You must really hate shared appetizers. (Two forks, drenched in saliva, accidentally clinking!) I assume the jeopardy to your health comes in when the man transmits typhoid fever (or a cold) to your husband by sipping from his glass, and your husband gives it to you, in turn. But wouldn’t the other guy forgo the sip if he were feeling ill?
Stop pressing your husband. You have asked him repeatedly to speak up, and he has refused. He doesn’t mind the sipping. But you do. And the risk to your health, though attenuated, is real. Next time, say, “I don’t want him catching a cold and giving it to me. Can’t you order your own drink?” He may find you hypochondriacal, but that’s a small price to pay for good dinner company.
What’s the Alternative?
I meet up with a friend occasionally, and we share stories about our lives. Lately, mine are about looking for nursing homes for my mom or buying a rental property for extra income. She responds with worst-case scenarios: “Elder abuse is rampant in nursing homes!” “The real estate market could crash again!” I usually go silent, feeling insulted and like a doormat. How do you respond to negativity?
Be grateful that your mind doesn’t work like hers. It’s probably more painful to think constantly that the sky is falling than to hear about it occasionally from a friend. But I get your hurt feelings. The next time she stomps on your plans, say: “But my mom can’t live on her own much longer. What alternatives to nursing homes do we have?” Then hear her out. I bet it’s easier to push past her glass-half-empty impulse to a substantive conversation than it is to change her into a glass-half-full kind of person.
This Art Is Kind of One-Note — I Mean, One of a Kind!
I became friends with a very famous musician on Facebook. He’s close friends with my boyfriend. He posted a photo of a white gallery space with large monochromatic paintings on the wall and asked what everyone thought of them. My wit is benignly sarcastic, so I made a comment in that vein. I thought that’s where he was headed, too. Little did I know it was his son’s art exhibit! I am heartbroken. My boyfriend told me not to worry about it. Should I apologize or let it go?

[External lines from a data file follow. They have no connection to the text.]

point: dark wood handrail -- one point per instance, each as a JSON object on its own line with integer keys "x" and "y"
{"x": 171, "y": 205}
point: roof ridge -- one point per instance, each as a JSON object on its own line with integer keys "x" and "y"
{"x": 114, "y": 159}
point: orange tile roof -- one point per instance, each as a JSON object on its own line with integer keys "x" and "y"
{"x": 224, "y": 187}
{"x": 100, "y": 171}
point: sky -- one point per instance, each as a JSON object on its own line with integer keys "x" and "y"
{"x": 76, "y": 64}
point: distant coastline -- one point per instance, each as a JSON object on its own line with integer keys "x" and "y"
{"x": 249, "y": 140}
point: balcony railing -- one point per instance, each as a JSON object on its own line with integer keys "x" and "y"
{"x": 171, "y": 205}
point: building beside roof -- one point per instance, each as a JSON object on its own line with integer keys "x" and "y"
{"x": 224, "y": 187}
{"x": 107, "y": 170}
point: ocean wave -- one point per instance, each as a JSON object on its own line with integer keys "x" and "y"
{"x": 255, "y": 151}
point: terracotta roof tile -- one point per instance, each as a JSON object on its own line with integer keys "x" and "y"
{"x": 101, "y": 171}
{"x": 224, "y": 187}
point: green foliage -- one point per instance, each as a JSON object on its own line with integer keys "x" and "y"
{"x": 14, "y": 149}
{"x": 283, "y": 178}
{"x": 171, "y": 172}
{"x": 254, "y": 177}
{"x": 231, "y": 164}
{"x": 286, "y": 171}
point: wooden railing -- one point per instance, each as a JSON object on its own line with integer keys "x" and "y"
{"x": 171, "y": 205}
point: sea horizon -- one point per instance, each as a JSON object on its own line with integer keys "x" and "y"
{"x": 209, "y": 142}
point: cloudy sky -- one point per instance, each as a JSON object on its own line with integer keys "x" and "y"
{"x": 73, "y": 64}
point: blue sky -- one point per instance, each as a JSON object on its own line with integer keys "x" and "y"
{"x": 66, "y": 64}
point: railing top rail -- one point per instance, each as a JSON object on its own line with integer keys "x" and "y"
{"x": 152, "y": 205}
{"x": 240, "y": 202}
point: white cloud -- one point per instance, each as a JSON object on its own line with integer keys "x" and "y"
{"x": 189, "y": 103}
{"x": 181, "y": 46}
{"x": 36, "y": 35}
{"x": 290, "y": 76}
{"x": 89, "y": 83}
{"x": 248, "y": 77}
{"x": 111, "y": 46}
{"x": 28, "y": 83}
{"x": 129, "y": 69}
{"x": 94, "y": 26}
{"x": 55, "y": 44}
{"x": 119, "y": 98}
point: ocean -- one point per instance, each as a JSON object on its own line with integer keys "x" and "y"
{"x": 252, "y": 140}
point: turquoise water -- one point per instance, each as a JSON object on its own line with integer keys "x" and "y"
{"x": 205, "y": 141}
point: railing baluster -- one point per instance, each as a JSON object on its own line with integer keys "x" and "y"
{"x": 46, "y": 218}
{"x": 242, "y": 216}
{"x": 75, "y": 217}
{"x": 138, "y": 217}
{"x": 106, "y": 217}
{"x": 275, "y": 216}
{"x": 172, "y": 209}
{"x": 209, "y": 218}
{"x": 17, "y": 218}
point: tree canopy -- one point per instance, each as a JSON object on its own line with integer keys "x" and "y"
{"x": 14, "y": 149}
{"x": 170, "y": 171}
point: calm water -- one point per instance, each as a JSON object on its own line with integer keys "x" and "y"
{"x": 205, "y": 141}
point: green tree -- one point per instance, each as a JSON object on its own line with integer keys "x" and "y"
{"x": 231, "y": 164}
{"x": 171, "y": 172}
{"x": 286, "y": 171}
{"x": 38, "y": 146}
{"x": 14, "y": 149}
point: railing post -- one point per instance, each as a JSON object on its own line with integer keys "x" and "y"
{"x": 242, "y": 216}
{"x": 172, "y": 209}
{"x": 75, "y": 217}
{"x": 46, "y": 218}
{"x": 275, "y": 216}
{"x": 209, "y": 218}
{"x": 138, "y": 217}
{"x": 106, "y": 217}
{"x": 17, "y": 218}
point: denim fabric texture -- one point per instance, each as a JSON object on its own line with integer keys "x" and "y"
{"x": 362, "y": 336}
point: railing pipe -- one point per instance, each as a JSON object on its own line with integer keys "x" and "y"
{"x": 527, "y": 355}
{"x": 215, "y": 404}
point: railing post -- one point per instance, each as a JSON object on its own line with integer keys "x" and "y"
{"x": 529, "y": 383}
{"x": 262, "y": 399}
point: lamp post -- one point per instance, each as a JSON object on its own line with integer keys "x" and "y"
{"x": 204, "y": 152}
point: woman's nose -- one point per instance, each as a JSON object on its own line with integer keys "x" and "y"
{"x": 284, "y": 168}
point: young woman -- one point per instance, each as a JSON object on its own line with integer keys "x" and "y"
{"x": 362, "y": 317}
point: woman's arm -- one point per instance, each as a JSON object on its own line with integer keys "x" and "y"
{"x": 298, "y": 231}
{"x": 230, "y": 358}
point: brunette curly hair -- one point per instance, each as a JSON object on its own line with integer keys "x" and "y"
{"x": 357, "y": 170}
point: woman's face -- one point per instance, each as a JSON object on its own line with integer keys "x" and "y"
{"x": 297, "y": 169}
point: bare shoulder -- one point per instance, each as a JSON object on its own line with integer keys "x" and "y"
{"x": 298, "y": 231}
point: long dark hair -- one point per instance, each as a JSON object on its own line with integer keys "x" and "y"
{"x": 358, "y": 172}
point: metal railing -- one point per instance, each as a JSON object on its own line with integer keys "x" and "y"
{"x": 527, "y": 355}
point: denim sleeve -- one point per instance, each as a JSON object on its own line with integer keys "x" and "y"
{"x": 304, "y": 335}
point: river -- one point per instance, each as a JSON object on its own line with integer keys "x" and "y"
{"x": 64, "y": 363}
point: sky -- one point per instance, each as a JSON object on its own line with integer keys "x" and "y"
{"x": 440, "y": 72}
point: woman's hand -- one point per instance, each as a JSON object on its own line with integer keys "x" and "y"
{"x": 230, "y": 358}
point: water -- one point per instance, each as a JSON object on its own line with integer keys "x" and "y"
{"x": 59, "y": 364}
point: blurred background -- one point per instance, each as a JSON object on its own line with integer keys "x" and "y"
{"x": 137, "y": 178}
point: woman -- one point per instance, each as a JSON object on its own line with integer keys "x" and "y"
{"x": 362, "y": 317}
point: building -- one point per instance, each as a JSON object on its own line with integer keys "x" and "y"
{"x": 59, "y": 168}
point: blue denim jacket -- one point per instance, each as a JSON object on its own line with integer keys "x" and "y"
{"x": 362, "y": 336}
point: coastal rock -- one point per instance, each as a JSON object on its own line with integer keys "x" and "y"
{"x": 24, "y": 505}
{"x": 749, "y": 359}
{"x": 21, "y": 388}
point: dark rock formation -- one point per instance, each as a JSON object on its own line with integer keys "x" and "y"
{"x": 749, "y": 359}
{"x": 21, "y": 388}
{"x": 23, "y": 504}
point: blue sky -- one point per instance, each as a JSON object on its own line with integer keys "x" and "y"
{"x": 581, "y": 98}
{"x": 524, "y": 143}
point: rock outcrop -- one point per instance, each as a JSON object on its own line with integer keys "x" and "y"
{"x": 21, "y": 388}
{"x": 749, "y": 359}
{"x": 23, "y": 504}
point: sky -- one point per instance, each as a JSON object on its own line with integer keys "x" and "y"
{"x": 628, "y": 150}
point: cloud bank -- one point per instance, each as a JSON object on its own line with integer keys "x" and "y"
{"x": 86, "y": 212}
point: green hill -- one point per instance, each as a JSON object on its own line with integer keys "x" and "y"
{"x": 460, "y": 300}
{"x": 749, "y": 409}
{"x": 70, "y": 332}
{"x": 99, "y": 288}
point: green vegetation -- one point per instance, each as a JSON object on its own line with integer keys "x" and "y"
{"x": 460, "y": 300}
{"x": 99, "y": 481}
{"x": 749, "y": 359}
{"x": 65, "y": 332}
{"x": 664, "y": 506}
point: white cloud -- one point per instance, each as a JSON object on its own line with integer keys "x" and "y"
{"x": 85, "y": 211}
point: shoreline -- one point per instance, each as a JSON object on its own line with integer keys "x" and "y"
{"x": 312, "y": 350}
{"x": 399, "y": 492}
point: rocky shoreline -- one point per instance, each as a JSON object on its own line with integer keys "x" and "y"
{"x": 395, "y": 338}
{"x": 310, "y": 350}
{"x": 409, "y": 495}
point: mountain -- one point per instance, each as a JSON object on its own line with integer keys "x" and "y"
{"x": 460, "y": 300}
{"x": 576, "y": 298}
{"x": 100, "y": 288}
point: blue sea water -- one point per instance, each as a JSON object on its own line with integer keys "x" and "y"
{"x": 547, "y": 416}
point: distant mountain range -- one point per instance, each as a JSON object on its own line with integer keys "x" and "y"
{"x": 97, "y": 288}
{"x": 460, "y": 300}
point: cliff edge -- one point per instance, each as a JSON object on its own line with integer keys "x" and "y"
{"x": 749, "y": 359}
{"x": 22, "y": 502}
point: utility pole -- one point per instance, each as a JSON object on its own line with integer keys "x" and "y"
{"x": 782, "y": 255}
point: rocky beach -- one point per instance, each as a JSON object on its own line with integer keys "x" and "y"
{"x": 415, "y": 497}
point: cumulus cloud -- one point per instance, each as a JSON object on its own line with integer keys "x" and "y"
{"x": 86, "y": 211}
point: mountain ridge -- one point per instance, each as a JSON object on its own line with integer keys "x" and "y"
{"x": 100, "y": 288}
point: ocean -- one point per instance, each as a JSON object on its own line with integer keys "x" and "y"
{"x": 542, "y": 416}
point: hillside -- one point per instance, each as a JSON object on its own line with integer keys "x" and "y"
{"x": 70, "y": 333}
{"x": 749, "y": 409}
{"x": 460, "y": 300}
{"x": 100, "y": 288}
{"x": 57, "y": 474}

Well, I hope you’re heartbroken because you may have hurt someone’s feelings — and not because those feelings belong to a glittery celebrity. (You did lead with his fame.) Still, having been rude (a.k.a witty), don’t let it go. Be thoughtful and apologize: “I’m sorry for my comment. It was a failed attempt at humor. Please forgive me.” Who knows? Maybe the minion who monitors your V.I.P.’s social media accounts will even reply.